Saudi Arabia’s Public Investment Fund, the wealth fund headed by Deputy Crown Prince Mohammed bin Salman, is likely to make an offer next month to buy Riyadh’s unfinished financial hub as the government attempts to rehabilitate a project plagued by delays and cost overruns.
The fund may pay about 30 billion riyals ($7.9 billion) — the amount already spent on the King Abdullah Financial District by the Saudi Public Pension Agency — plus the cost of undeveloped plots, a person with knowledge of the matter said, asking not to be identified as discussions are private. The plan includes a new company to oversee the project’s completion and management.
The financial hub, which is about 70 percent built and due for completion in 2017, has suffered a series of setbacks. Its main contractor, the Saudi Bin Ladin Group, has stopped working on the project, while little space has been taken up in the 73 buildings being constructed.
The wealth fund is a key pillar of the biggest economic shakeup championed by Prince Mohammed to prepare the kingdom for the post-oil era. Under the plan, the government wants to make the PIF the world’s largest sovereign wealth fund, with more than $2 trillion of assets including ownership of state-oil company Saudi Aramco. That would make it big enough to buy Apple Inc., Google parent Alphabet Inc., Microsoft Corp. and Berkshire Hathaway Inc.

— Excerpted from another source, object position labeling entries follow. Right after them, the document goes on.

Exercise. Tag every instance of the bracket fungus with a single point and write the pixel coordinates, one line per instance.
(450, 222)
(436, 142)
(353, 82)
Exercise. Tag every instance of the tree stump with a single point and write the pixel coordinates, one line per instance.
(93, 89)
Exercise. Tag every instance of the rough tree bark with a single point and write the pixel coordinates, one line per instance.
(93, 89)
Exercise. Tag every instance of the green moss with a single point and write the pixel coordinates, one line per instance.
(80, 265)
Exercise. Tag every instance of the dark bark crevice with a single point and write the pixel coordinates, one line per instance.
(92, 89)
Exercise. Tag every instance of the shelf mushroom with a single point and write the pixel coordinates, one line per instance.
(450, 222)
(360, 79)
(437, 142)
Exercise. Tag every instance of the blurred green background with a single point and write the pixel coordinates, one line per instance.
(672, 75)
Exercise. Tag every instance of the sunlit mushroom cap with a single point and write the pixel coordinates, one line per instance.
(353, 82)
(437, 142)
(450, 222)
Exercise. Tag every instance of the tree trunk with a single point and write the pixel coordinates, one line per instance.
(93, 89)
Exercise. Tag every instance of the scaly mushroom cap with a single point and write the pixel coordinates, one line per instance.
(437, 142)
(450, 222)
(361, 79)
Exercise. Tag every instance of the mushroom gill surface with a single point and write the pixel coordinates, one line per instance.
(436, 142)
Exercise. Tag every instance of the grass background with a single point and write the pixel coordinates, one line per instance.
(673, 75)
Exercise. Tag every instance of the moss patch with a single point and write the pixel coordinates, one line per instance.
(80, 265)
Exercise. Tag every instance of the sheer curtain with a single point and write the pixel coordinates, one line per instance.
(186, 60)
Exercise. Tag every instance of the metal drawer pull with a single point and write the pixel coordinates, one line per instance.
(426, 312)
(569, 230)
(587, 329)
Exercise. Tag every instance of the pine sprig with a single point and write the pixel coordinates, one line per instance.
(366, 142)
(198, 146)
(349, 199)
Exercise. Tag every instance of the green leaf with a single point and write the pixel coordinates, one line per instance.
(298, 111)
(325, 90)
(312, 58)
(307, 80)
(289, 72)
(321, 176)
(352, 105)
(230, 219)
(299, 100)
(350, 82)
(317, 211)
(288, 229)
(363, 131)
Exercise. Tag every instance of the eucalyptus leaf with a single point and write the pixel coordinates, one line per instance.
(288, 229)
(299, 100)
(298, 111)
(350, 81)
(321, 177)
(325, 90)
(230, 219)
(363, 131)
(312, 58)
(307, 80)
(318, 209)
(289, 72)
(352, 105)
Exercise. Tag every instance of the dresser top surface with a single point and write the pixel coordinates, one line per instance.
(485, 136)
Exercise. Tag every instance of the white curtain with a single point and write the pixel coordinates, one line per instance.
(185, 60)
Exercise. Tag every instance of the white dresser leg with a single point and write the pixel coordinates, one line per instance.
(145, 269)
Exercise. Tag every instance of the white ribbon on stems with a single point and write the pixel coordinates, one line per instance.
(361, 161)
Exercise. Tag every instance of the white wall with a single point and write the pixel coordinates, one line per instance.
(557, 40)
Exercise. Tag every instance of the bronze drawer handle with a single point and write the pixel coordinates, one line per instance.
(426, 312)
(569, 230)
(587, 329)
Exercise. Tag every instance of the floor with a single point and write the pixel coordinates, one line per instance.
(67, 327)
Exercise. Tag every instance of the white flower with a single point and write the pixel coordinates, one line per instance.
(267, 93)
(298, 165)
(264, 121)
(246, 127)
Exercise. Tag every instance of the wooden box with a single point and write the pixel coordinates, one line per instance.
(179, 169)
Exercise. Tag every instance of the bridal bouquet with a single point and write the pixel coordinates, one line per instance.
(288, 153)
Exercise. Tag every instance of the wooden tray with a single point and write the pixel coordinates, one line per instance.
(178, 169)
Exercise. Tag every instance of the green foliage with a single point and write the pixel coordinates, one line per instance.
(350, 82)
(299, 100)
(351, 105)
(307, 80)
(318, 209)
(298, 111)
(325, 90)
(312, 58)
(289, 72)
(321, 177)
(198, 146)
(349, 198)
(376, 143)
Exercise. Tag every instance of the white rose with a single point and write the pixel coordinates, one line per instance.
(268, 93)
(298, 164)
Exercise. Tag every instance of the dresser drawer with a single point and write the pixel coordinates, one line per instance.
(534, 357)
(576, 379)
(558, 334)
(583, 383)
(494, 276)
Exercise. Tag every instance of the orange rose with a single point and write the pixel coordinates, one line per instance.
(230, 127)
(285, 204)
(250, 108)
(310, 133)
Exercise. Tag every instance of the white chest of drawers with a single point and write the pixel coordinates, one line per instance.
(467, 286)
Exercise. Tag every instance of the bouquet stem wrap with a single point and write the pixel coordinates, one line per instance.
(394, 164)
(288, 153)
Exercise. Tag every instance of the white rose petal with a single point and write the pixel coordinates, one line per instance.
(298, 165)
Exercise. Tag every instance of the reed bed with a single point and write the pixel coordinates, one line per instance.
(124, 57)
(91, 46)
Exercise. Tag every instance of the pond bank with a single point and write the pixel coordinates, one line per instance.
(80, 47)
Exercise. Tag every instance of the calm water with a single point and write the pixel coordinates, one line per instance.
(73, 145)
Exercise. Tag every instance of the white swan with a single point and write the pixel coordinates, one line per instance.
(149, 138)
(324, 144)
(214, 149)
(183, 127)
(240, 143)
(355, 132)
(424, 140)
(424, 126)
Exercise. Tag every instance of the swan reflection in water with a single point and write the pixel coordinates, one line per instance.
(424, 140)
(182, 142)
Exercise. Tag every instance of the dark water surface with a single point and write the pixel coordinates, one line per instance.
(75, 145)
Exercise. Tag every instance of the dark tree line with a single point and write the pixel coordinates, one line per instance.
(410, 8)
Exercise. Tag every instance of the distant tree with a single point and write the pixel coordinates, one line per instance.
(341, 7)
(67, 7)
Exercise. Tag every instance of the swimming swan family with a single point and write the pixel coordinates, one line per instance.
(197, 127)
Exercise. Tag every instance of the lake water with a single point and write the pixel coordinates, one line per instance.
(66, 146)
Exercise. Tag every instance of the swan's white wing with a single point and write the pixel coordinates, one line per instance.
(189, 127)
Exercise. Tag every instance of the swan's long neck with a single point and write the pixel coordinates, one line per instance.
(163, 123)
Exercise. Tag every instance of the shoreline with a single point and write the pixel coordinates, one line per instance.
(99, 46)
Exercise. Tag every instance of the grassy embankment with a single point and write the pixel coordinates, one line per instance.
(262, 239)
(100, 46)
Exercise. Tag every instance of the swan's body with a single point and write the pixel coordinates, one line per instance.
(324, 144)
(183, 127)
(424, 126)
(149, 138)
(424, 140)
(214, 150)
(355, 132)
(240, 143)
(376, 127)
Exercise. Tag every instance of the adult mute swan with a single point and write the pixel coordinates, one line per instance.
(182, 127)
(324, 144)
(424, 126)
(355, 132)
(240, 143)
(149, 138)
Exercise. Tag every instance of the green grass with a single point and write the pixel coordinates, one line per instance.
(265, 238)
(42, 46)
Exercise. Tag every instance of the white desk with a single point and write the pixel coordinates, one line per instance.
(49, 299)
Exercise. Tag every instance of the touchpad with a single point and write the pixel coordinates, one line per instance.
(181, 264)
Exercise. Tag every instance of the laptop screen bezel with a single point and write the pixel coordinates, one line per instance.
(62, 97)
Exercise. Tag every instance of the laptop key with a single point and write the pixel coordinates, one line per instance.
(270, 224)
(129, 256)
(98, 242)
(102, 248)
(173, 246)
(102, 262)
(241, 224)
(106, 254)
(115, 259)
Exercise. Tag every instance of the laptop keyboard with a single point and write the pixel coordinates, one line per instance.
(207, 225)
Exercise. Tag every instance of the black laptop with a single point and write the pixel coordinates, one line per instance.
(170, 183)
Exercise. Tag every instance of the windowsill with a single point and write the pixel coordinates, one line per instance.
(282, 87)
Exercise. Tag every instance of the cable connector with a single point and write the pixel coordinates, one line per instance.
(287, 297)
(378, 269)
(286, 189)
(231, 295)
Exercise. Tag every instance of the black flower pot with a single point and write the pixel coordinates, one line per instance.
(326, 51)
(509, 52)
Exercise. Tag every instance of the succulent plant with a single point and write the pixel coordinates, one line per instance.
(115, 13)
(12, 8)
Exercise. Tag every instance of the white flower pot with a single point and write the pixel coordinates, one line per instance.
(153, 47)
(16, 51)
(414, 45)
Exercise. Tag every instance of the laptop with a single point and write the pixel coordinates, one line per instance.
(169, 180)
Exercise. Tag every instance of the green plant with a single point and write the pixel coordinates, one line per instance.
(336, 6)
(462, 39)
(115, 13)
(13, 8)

The government is aiming to salvage the financial district by offering incentives to banks and companies to take space there. It plans to transform the district into a “special zone that has competitive regulations and procedures, with visa exemptions” and directly connect it to the King Khaled International Airport, according to Prince Mohammed’s Saudi Vision 2030.
Various plans are under consideration, while the project’s pricing structure may change, the person said. A spokesman for the hub’s developer Al Ra’idah declined to comment, as did a spokesman for the Public Investment Fund.
“The concept of a free zone would certainly stimulate demand for the project,” said Ian Albert, regional director for property consultant Colliers International. “One of the biggest issues that foreign companies have in Saudi is residency permits and getting staff in easily. If free zones automatically allocated companies a number of residency permits for staff that would be very attractive to companies.”
The district was envisaged as a modern financial hub that would bring banks, financial-services firms, auditors and lawyers as well as the kingdom’s stock exchange and capital-market authority into one area. Five buildings at the district’s core, including the district’s tallest at 76 floors, will be surrounded by dozens of offices, apartments, hotels, conference centers and entertainment venues. On the ground, walkways below street level branch out to connect buildings and provide space that’s 8 degrees Celsius cooler than street level.